店内にはかなりの数のアフリカ雑貨、小物が陳列されているが、天井の高い広々とした店内が雑多に感じさせない。

特に棚一面に並べられたジャンベの数に圧倒されるだろう。

 

ジャンベは現地から入荷されるものと、国内で生産されるものの両方を販売しており、ジャンベの修理も行っている。(※皮張りは紹介制

また、セセ(下写真)というジャンベに装着する共鳴用のアクセサリーは、西森さんが一から作るという。

 

ボゴランマーケット、ジャンベ

 

ピアスやブレスレットなどのアクセサリーも充実していて女性一人でも気軽に訪れて、アフリカの雰囲気を楽しめるお店だ。

ネット販売も行い、全国から注文があるというこちらのお店。なんと本場のセネガルなどのアフリカ各国の演奏者からの修理の依頼も多いという。

 

ボゴランマーケット、商品

 

異国を訪れたようなワクワクを与えてくれるお店『ボゴランマーケット』について店主の西森さんにお話を伺った。

 

──2004年にオープンし、いよいよ、来年で10年目を迎えるボゴランマーケットですが、なぜ『アフリカ専門店』だったのでしょう?



店主:実ははじめからアフリカ専門店と決めていたわけではないんです。もともとは雑貨屋をしたかったんですけど、そのときにアフリカ音楽と出会いました。そこからアフリカ専門店をしようと決意し、札幌でお店を出し、そして、2年後に上京してきたんです。

 

──西森さんがそのときに聴いたアフリカ音楽は、専門店を初めてしまうほどの衝撃を与えてくれたんですね!札幌から上京というのも思い切った決断だったのでは?

 

店主:実は阿佐ヶ谷が私の地元なので、知った土地に戻った感覚です。
嬉しいことに場所は移っても全国のお客様からジャンベの注文や修理のご依頼をいただいています。

 

──私も楽器を演奏しているのですが、大切にしている楽器を、安心して修理に預けられる人って結構限られてしまうんですよね。

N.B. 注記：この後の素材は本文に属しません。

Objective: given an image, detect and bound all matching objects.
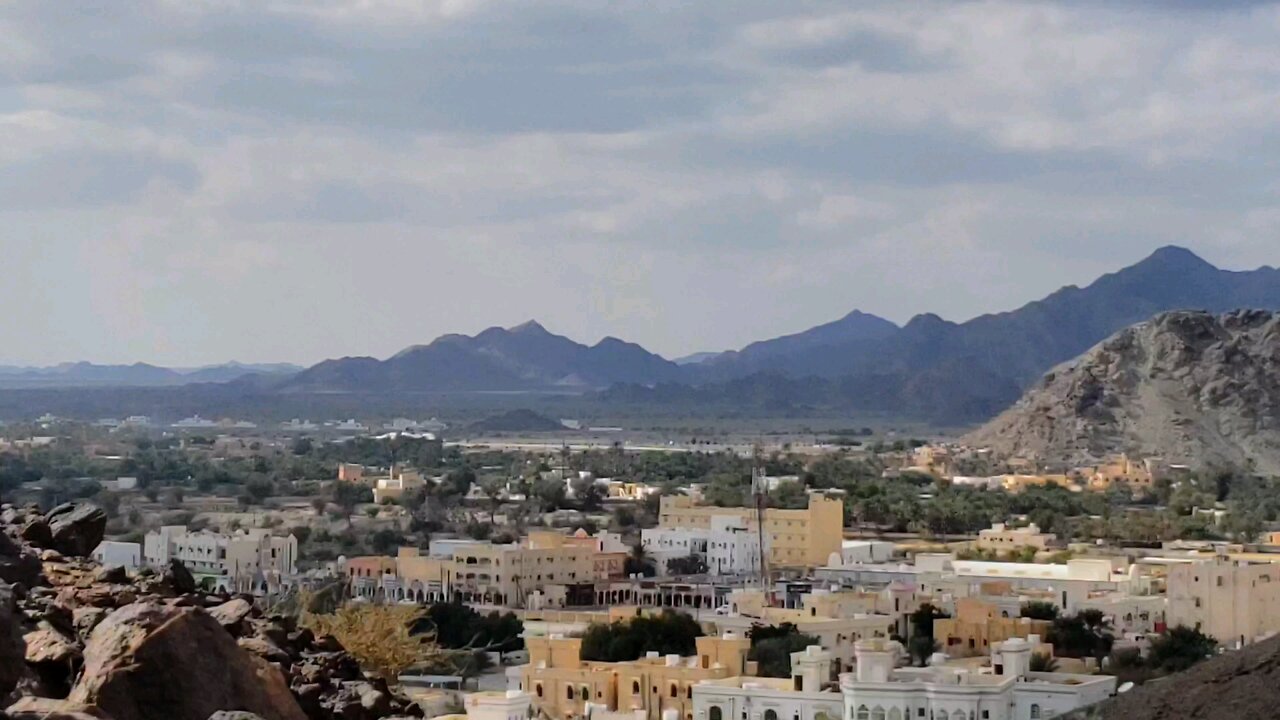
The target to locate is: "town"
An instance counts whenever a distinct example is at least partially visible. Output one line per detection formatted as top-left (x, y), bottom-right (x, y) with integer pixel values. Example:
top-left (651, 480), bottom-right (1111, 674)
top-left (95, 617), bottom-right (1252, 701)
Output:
top-left (0, 418), bottom-right (1280, 720)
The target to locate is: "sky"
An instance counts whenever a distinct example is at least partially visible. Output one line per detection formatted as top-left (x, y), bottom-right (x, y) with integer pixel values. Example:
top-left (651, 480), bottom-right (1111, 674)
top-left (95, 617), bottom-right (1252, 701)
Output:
top-left (0, 0), bottom-right (1280, 365)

そういったお客様とのつながり、信頼関係を築けることこそが、お店を続ける喜びにもつながってくるのではないでしょうか?

 

店主:そうですね。今は修理屋、職人としてお店にいることが多く、一年で大体100件以上の修理を引き受けています。
一度修理で関わった方に『この先も、なにかあったらボゴランマーケットに相談する』と言ってもらえて、長いお付き合いが出来ることは本当に嬉しいことです。

 

──来年で10年目を迎えるボゴランマーケット。今後どのようなお店として続いていくのでしょう?

 

店主:現状維持で!(笑)ボゴランマーケットとしては何年もやっていますが、この土地ではまだ出来たばかりのお店です。今は、先を見すぎず、目の前のことをきちんとしていきたいと考えています。

 

 

ボゴランマーケット、チャリティー
▲ボゴランマーケットはチャリティーグッズも販売する。1枚買うごとに1000円が寄付されるチャリティーTシャツ(写真左)、日の丸カラーで作られたロープ(写真右)は1メートルごとに40円が寄付される。

 

 

体の芯まで響く心地良いリズムを流してくれるジャンベ。そしてアフリカの、これまで触れたことのなかった文化に触れる珍しい雑貨やアクセサリー。

荻窪駅から天沼陸橋を超えた場所に、こんなワクワクさせてくれるお店があったとは!

 

気になる方には是非とも足を運んでもらいたい。

アフリカをもっと好きになるきっかけとなるだろう。